As expected, this week the Bank of England announced another increase to base rate. The base rate has now increased to 0.5%, having previously moved from 0.1% to 0.25% in December.
What’s more, there are further increases expected this year.
Some lenders have already reacted to the expectations of base rate rises, increasing what they charge on their buy-to-let products, with others almost certain to follow now that the Bank of England’s Monetary Policy Committee has finally pulled the trigger on a rate increase.
The message is pretty clear – borrowing costs are only likely to rise from here.
2022 – the year of the remortgage
This is particularly notable given the fact that, while 2021 was a year dominated by purchase business, this year is set to see significant levels of remortgaging within the buy-to-let market.
Industry figures have shown that the coming 12 months will see a vast number of five-year fixed rate buy-to-let deals reaching maturity. Back in 2017, the Prudential Regulation Authority introduced tougher new underwriting standards, and the result was a sharp jump in the number of landlords opting for five-year fixed deals in order to pass affordability tests.
To put this jump into perspective, in January 2017 a little over 4,000 fixed rate buy-to-let deals were taken out. Since then it has gradually increased to regularly sit at around 10,000 a month.

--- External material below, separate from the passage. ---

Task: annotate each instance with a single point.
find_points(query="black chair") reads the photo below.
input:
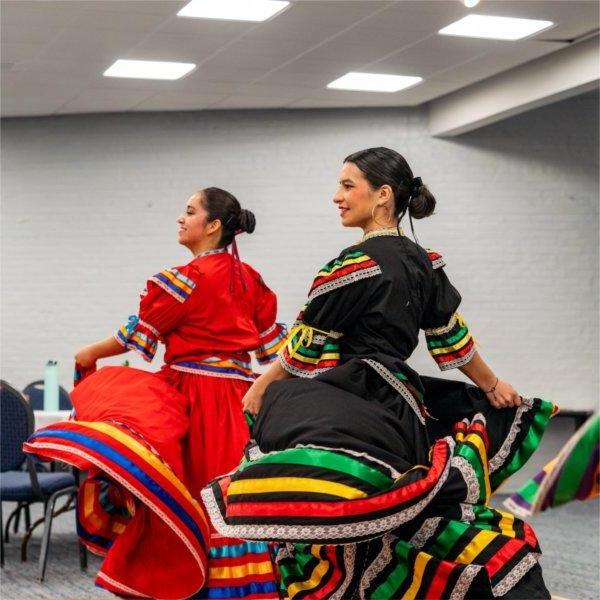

These deals will be coming to an end in the months ahead, with landlords facing the prospect of a sharp increase in their repayment costs if they don’t refinance.

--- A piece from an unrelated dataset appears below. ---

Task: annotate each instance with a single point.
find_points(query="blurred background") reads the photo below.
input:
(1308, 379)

Reducing costs by consolidating
For some landlords, simply moving to a new buy-to-let deal will be appropriate. However, brokers may find that their professional landlord clients’ finances are better suited through taking advantage of a portfolio mortgage.

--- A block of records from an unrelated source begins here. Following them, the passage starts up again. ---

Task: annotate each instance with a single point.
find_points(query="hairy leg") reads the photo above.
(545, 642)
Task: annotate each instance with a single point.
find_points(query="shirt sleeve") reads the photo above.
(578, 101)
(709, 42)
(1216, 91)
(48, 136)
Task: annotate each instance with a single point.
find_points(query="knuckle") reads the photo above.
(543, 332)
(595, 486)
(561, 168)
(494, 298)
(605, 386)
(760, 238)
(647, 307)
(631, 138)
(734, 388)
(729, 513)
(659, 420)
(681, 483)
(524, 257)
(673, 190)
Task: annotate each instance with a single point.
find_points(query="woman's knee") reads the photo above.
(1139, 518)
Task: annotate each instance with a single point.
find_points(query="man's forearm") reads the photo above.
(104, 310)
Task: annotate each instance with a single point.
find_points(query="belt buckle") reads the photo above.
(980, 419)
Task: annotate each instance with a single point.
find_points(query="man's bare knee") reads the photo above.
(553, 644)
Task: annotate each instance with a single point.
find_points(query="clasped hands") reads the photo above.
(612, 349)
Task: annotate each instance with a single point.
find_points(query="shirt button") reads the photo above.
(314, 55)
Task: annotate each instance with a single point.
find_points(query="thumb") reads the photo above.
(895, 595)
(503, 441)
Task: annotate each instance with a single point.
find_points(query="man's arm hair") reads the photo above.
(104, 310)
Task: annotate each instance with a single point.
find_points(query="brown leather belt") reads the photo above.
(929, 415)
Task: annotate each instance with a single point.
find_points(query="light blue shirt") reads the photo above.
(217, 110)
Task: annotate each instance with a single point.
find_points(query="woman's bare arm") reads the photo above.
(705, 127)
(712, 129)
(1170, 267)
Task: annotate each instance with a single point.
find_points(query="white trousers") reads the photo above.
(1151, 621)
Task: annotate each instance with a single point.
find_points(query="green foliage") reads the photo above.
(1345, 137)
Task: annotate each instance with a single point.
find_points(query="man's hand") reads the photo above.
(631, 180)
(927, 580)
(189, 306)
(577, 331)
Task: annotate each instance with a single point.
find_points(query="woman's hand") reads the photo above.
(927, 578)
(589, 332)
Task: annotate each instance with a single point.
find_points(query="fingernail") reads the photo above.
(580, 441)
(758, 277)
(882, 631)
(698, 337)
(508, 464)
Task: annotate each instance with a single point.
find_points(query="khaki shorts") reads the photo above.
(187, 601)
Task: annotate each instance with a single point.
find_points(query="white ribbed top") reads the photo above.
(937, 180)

Managing a portfolio in this way can not only mean that the borrower benefits from more competitive pricing, but also enjoy a far more straightforward repayment schedule. After all, it’s always going to be easier to have one monthly repayment to monitor than a handful, all from different lenders, potentially on different days across the month.
Portfolio mortgages can also deliver more flexibility, which is always a feature valued by those who make their money from property investment.
Raising funds for improvements
Consolidating in this way also makes sense for landlords who want to raise funds in order to improve their portfolios.
After all, the clock is ticking when it comes to the government’s new energy performance certificate (EPC) expectations. Currently, properties can be rented out so long as they have a minimum of an E rating on their EPC, but this is being hiked to a minimum of a C rating from 2025. This initially applies only to new tenancies, before being extended out to all tenancies from 2028.
However, an awful lot of rental properties are not at this level yet, and will require various improvements in order to still be eligible to be rented out. A study by Shawbrook Bank found that just under a quarter of landlords say their properties are currently rated a D at best, while previous studies have found significant numbers of investors are completely in the dark about the new requirements.
This presents brokers with a clear opportunity, not only to educate their clients on the new standards their rental properties will have to deliver, but also assist them in finding the finance needed in order to fund the work needed to help them hit that level.
Working with specialists
Placing portfolio mortgage cases can be a complex process, with the products and criteria employed by the lenders active in this area of the market varying sharply.
That’s where working with a specialist distributor can make all the difference. Specialists work on getting these cases over the line on a daily basis and are well placed to ensure that your clients benefit from the best possible portfolio mortgage deal.